Die Vertreter des Bistums Fulda seien sehr unterstützend und respektvoll mit ihm umgegangen, sagt Stephan H. Man hätte ihm nicht das Gefühl gegeben, vertuschen zu wollen. Heute ist der Berliner selbst Vater eines Teenagers. Er sucht Frieden. Inneren und äußeren. Rund um die Missbrauchsvorwürfe und deren Veröffentlichung kam es zu heftigen Diskussionen unter den ehemaligen Schülern der hessischen Stiftsschule. Inzwischen sind sie Männer in den besten Jahren, darunter Akademiker, Unternehmer, angesehene, einflussreiche Persönlichkeiten, viele von ihnen haben selber Kinder. Sie leben weit gestreut, einige auch in Berlin. Von seelischen Verletzungen möchte nicht jeder Betroffene gerne reden. Groß ist die Furcht vor dem Stigma der Schwäche, dass das Opferbild im Falle sexuellen Missbrauch begleitet.

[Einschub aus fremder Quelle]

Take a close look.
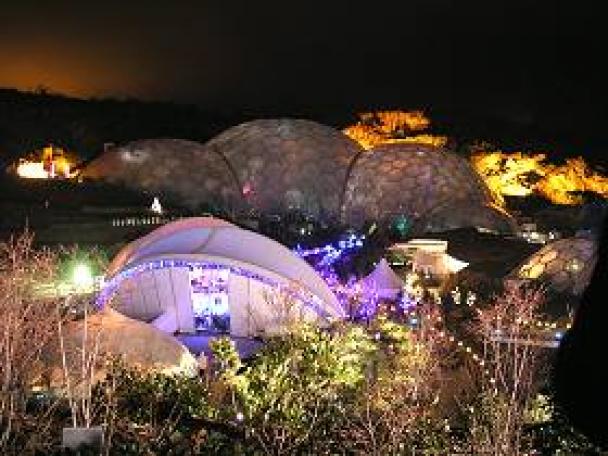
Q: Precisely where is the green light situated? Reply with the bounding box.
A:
[72,263,93,288]
[392,215,411,236]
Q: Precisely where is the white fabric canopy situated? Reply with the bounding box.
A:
[444,254,469,274]
[107,217,341,316]
[103,217,344,338]
[362,258,405,299]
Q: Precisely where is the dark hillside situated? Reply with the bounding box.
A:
[0,88,237,166]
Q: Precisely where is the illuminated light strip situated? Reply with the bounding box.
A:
[472,307,571,333]
[428,314,568,384]
[294,234,380,317]
[380,292,499,384]
[456,290,571,332]
[96,259,334,320]
[417,309,489,372]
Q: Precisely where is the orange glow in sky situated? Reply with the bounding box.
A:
[0,38,157,99]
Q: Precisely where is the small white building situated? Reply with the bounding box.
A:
[388,239,468,278]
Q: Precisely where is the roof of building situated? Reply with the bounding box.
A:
[83,138,242,210]
[82,120,515,234]
[203,118,363,220]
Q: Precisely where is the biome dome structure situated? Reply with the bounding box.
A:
[202,118,362,220]
[83,119,516,234]
[99,217,344,338]
[83,139,242,210]
[513,236,598,295]
[342,143,515,233]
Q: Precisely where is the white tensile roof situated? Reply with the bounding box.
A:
[444,254,469,274]
[108,217,342,317]
[362,258,405,294]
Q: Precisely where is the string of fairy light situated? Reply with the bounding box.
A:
[402,279,572,387]
[452,286,572,332]
[294,233,383,318]
[294,233,571,387]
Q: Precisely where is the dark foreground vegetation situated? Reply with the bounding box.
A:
[0,231,604,455]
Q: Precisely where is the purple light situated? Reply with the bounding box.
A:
[96,259,335,319]
[399,292,418,312]
[292,233,416,321]
[293,234,372,317]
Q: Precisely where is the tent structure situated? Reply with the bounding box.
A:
[444,254,469,275]
[361,258,405,299]
[99,217,344,338]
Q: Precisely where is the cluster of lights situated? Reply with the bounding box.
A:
[445,282,573,347]
[416,305,496,383]
[388,278,569,387]
[515,318,571,331]
[33,262,100,298]
[366,265,573,393]
[408,291,568,387]
[448,287,478,307]
[15,145,75,180]
[471,305,571,343]
[96,259,334,319]
[343,110,448,150]
[471,152,608,207]
[294,233,364,264]
[399,290,419,313]
[72,263,94,288]
[294,233,381,318]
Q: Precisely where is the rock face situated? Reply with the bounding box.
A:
[46,308,197,388]
[203,119,362,221]
[342,143,514,233]
[513,236,598,295]
[83,139,241,210]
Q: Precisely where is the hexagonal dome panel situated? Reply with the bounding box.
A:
[83,139,241,210]
[203,119,363,220]
[342,143,514,233]
[514,236,598,295]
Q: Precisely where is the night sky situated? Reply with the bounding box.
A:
[1,1,605,153]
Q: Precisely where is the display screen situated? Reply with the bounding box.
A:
[189,266,230,332]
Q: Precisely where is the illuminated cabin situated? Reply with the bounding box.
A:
[98,217,344,337]
[16,145,74,179]
[388,239,469,279]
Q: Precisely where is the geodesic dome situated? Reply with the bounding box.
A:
[342,143,514,233]
[513,236,598,295]
[83,139,241,210]
[202,119,363,221]
[81,121,517,234]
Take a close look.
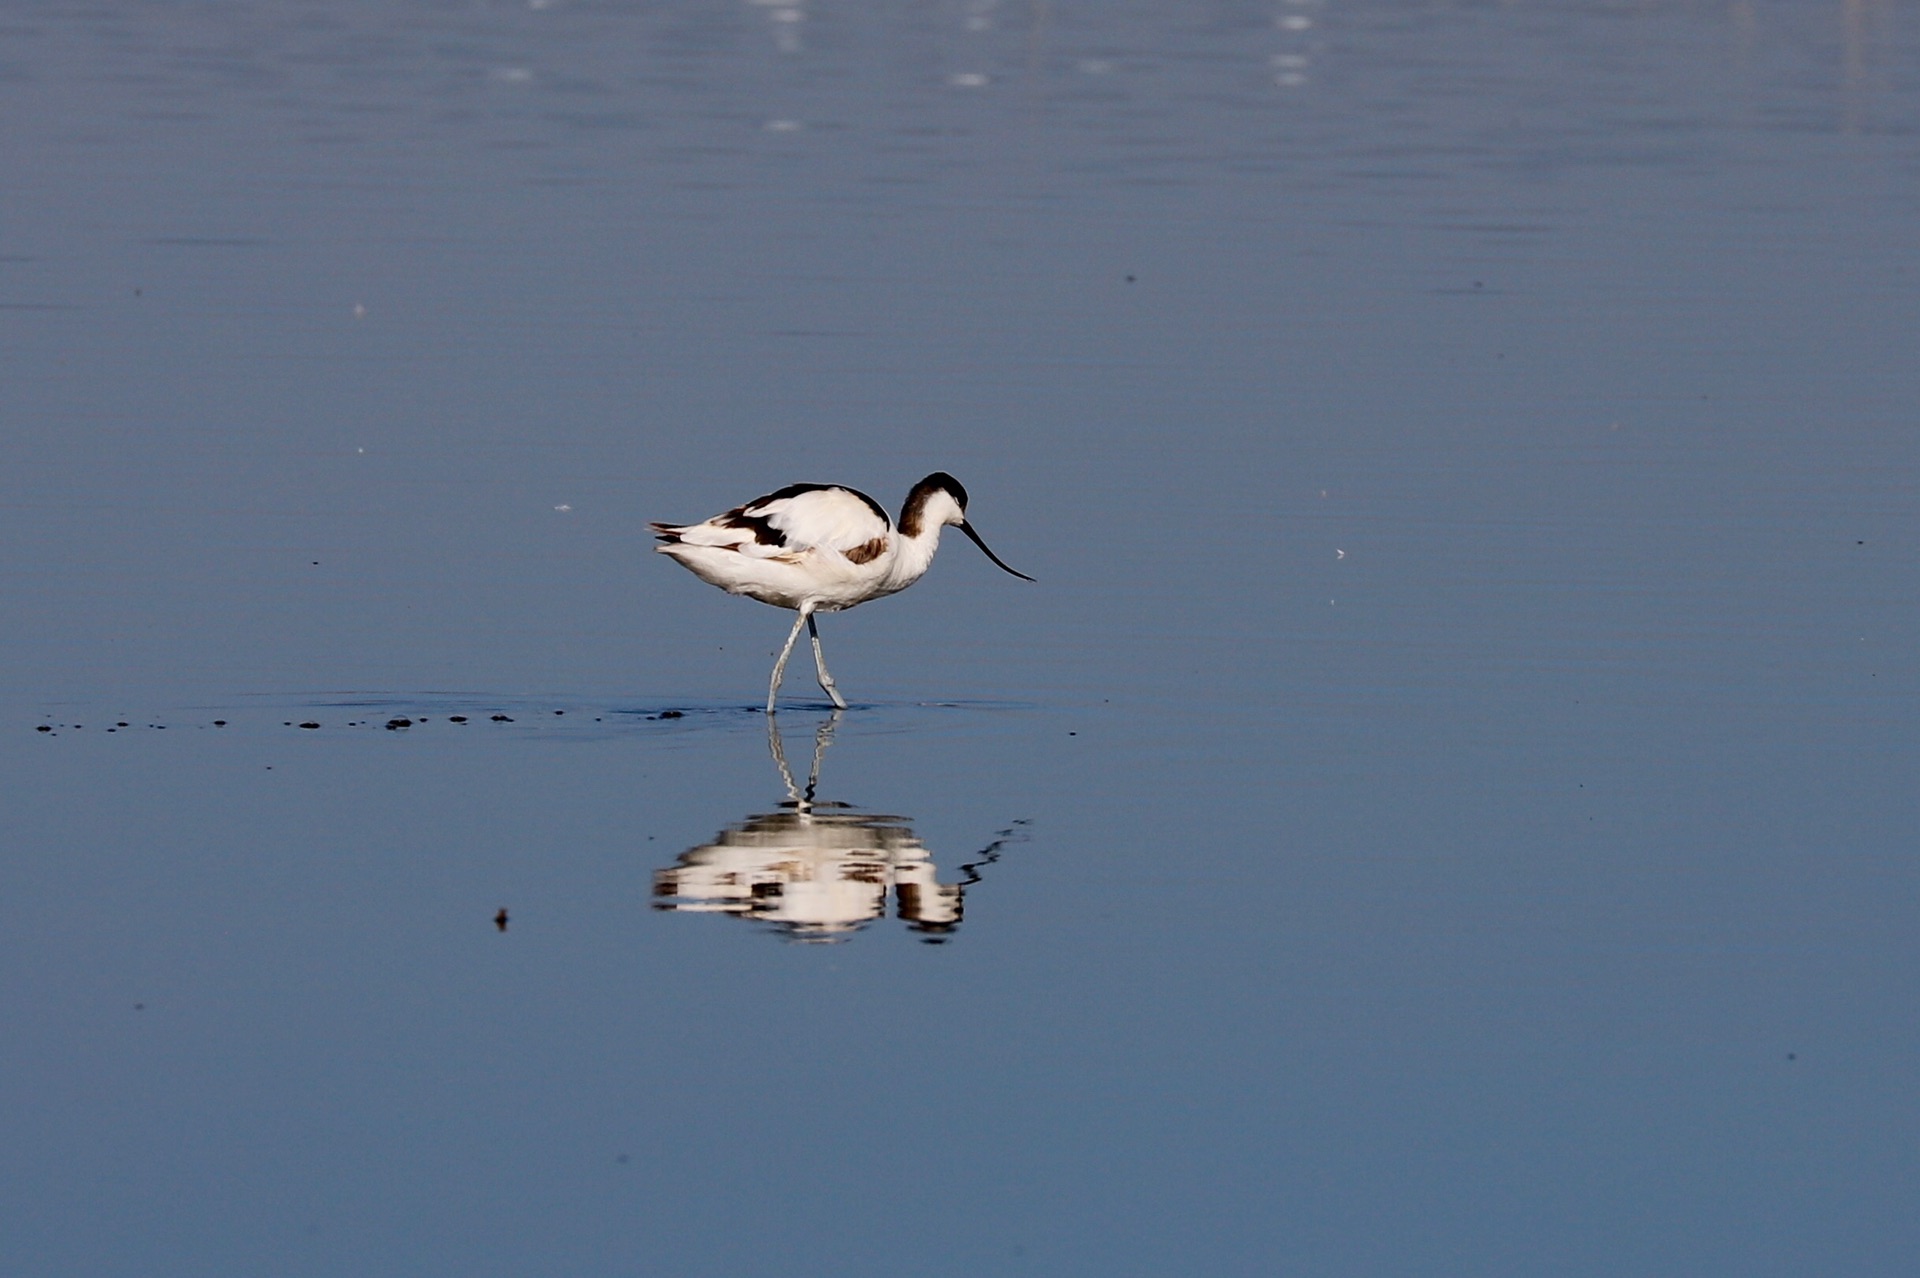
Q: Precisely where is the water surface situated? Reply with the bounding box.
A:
[4,2,1917,1273]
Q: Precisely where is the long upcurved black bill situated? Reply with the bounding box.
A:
[960,521,1036,582]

Der damalige Erzieher Winfried M. war bis 2006 gewähltes Beiratsmitglied des Bundesverbandes für Erziehungshilfe e. V., der aus Mitteln des Bundesministeriums für Familien, Frauen, Senioren und Jugend gefördert wird. Seine letzte Arbeitsstelle vor dem Ruhestand hatte er von 1995 bis 2003 in einer Einrichtung der Caritas in Sachsen, in der auch misshandelte und missbrauchte Kinder und Jugendliche leben, die von Jugendämtern aus ihren Familien herausgenommen wurden, um sie weiterer Gefährdung zu entziehen.

„Ich war Heimleiter, Hausleiter und Erzieher in einer Person“, wird Winfried M. in einer Internetpublikation des Bistums Dresden-Meißen über seine Arbeit zitiert. Weiter heißt es dort, er sei Anfang der 90er Jahre beim Caritasverband Berlin tätig gewesen. Welcher genauen Tätigkeit der Pädagoge in Berlin nachging, ob er im direkten Kontakt zu Schutzbefohlenen stand und ob es weitere Übergriffe gab, ist zur Zeit noch unklar. Nach Angaben des Pressesprechers der Caritas des Erzbistums Berlin, Thomas Gleissner, waren die Missbrauchsvorwürfe gegen Winfried M. aus dessen Zeit in Hessen dort bislang unbekannt. Eine intensive Prüfung soll nun erfolgen.